Right now, Trump’s EPA is ignoring current science on particle pollution that could save thousands of lives each year. As part of a relentless series of rollbacks being implemented under cover of the coronavirus pandemic, EPA has proposed to retain the current, too-weak standards for particle pollution, or deadly soot. EPA should instead be following its mandate to protect human health by strengthening national standards for this deadly pollutant.
What is particle pollution? Particle pollution is made up of tiny bits of airborne solids and liquids. It’s also called particulate pollution, particulate matter, soot, or PM 2.5 (so-named for the size of the particles, which are less than 2.5 microns in width – a tiny fraction of the width of a human hair). Whatever you call it, particle pollution is deadly. The smaller the particles, the more harmful the pollution. These particles – so small they can only be seen with a microscope – can pass directly into the bloodstream when breathed into the lungs, triggering serious health conditions, including a shortened life span, or premature death. In the US, particle pollution is responsible for 85,000 deaths each year.
Where does particle pollution come from? Particle pollution is a result of burning fossil fuels and other organic material. It can come from many sources, including the tailpipes of cars and trucks, diesel engines, factories, coal-fired power plants, and wildfires.
What are the health effects of particle pollution? Particle pollution causes premature death, heart attacks, strokes, heart disease, congestive heart failure, and asthma attacks. It has also been linked to lung cancer, premature birth, low birth weight, dementia, diabetes and other serious health problems. Preliminary research indicates that long-term exposure to particle pollution may increase the risk of death from Covid-19.
How much particle pollution am I breathing? Most US counties are meeting federal standards for particle pollution. However, some places in California, Idaho, Ohio, and Pennsylvania are not. Find out which areas are not meeting the federal standards for particle pollution here.
But, just because you live in a place that is meeting federal standards, doesn’t mean the air you are breathing is safe. That’s because the current standards are not strong enough to protect us from the health harms of particle pollution. The annual average level for particle pollution is set at 12 mcg/m3 (micrograms per square meter).

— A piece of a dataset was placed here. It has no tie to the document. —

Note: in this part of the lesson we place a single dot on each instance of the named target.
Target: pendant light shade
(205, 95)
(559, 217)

The latest science suggests that, in order to protect public health with an adequate margin of safety, the level should be set somewhere between 8 and 10.
To find out how much particle pollution you are breathing:
- On Airnow.gov, using your ZIP code, you can see current air quality in your area. You can also see air pollution trends for the past 24 hours, the preceding week, and the preceding month. Finally, you can see a map of air quality monitors near you; note that many areas do not have nearby air pollution monitors, so it’s good to find out where your closest monitor is. The World Air Quality Index Project also offers real-time air quality data and trends presented with amazing graphics – for any city on Earth.
- Each year, the American Lung Association releases a State of the Air report, which compiles EPA air quality data. You can learn which cities are the most (and least) polluted, as well as learn about how your state is doing at the county level. (Make sure to click on the “Particle Pollution” tab.)
- Find out how your state is doing compared to every other state, with a ranked table and interactive map from the United Health Foundation.
- If you want more information, check your local air quality agency. Many of these agencies have information readily available online about the air you are breathing where you live, including local sources of pollution.
- If you want to get even more detailed, check out EPA’s resources. EPA assigns a specific particle pollution level to each county, based on monitors and models. The agency calls this the “design value.” Find your county’s design value through this site. The current annual average level of particulate pollution is set at 12. There is strong evidence that the level should be set at somewhere between 8-10. How is your county doing?